Todo lo anterior parece de una lógica aplastante. Pero desafortunadamente no pasa de la pura teoría. En la práctica, el usuario no tiene posibilidad razonable alguna de conocer el valor real de ese PJ. Difícilmente, entonces, puede calcular la desviación de PF respecto a PJ. Efectivamente, el usuario medio no tiene prácticamente acceso a la siguiente información (ver artículo II.a):

  1. Los detalles y características técnico-económicos de la infraestructura, necesarios para poder evaluar con suficiente aproximación sus costes de construcción, operación y mantenimiento (financiación incluida).
  2. El número de usos que harán los usuarios de la infraestructura en cuestión y su distribución temporal durante su vida útil..

El cociente entre estos dos valores (coste total dividido entre el número de usos) es precisamente el Precio Justo, PJ, es decir, el que tendría que cobrar el operador a cada usuario por cada uso para poder prestar su servicio con continuidad y en condiciones de equilibrio económico-financiero. Dado que el usuario desconoce tanto el numerador como el denominador, le es imposible poder hacerse una idea siquiera aproximada del importe de PJ. En consecuencia, no puede medir la desviación del Precio Fijado, PF, que le piden pagar para usar la infraestructura, respecto a ese PJ, que es lo que racionalmente tendría que pagar. Resulta de todo ello que el valor que podría justificar más objetivamente el cuestionamiento social del precio -el exceso entre el Precio Fijado, PF, y el Precio Justo, PJ– no puede ser ni conocido ni evaluado por el usuario. Por tanto, éste no tiene una base cuantitativa sólida, objetiva y contrastable para justificar su cuestionamiento. O, dicho de otra manera, el cuestionamiento social del precio de uso de una infraestructura incluirá siempre y necesariamente una notable cuota de subjetividad.

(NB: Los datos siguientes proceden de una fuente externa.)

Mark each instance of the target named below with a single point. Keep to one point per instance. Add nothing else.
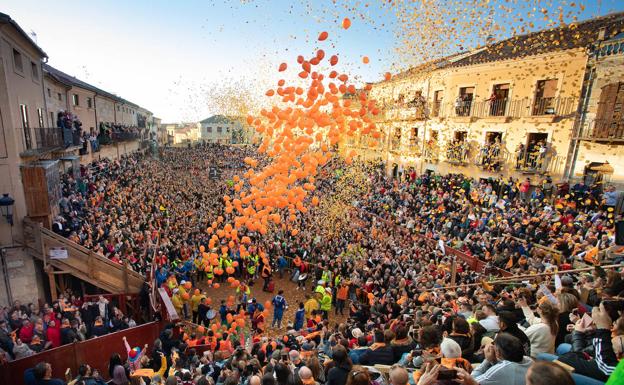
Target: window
(498, 99)
(545, 97)
(414, 136)
(463, 103)
(40, 117)
(17, 61)
(35, 70)
(610, 115)
(437, 102)
(26, 126)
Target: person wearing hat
(279, 305)
(311, 305)
(299, 317)
(326, 303)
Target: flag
(591, 256)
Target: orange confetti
(346, 23)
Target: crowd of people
(384, 276)
(29, 329)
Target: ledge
(463, 119)
(541, 119)
(497, 119)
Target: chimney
(601, 33)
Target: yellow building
(507, 108)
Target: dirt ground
(292, 295)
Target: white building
(218, 129)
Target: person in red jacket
(26, 331)
(53, 334)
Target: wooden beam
(52, 279)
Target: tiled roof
(576, 35)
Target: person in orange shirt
(341, 297)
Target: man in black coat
(379, 352)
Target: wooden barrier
(96, 352)
(81, 262)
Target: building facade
(22, 121)
(219, 129)
(33, 153)
(510, 108)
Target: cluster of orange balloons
(299, 134)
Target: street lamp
(6, 207)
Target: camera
(447, 374)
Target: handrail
(81, 249)
(81, 261)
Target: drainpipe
(45, 102)
(5, 275)
(579, 122)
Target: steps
(81, 262)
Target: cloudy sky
(171, 56)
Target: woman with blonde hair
(542, 331)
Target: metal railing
(603, 129)
(512, 108)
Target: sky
(175, 57)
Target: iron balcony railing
(42, 138)
(512, 108)
(603, 129)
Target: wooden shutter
(610, 117)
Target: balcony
(408, 111)
(603, 130)
(41, 139)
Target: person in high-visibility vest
(195, 299)
(177, 302)
(243, 292)
(209, 272)
(266, 275)
(252, 263)
(326, 303)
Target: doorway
(535, 150)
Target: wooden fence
(96, 352)
(81, 262)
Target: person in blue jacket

Desviación respecto al valor subjetivo

Vemos pues que el usuario no puede basar objetivamente su cuestionamiento en la desviación del Precio Fijado respecto al Precio Justo. Necesita entonces buscar otra referencia. La más inmediata es la desviación entre el precio fijado, PF, y el valor subjetivo que el usuario atribuya al uso de la infraestructura, tal como vimos en el apartado Valor y precio del artículo anterior (ver allí especialmente la definición de valor subjetivo colectivo, que es el que consideramos aquí bajo la designación corta de valor subjetivo). Este valor subjetivo, lógicamente, depende de muchos factores diferentes y de muy diversa naturaleza. Y en su ponderación tiene especial relevancia que el usuario pueda disponer de diferentes alternativas para realizar su actividad deseada. Esas alternativas pueden ser distintas infraestructuras en competencia y con objetivos similares (caso del tren y el avión en distancias medias, por ejemplo). En estos casos, se podrá hacer una comparación de precios, caso que trataremos más adelante, en el subapartado que a la comparación se refiere. En éste trataremos exclusivamente el caso en que haya una única infraestructura que ofrezca el servicio. Y distinguiremos dos situaciones bien diferentes, según que el usuario tenga la alternativa de poder llevar a cabo la mencionada actividad por sus propios medios –sin emplear la infraestructura- o tenga que recurrir inexcusablemente a la infraestructura si quiere ejercerla.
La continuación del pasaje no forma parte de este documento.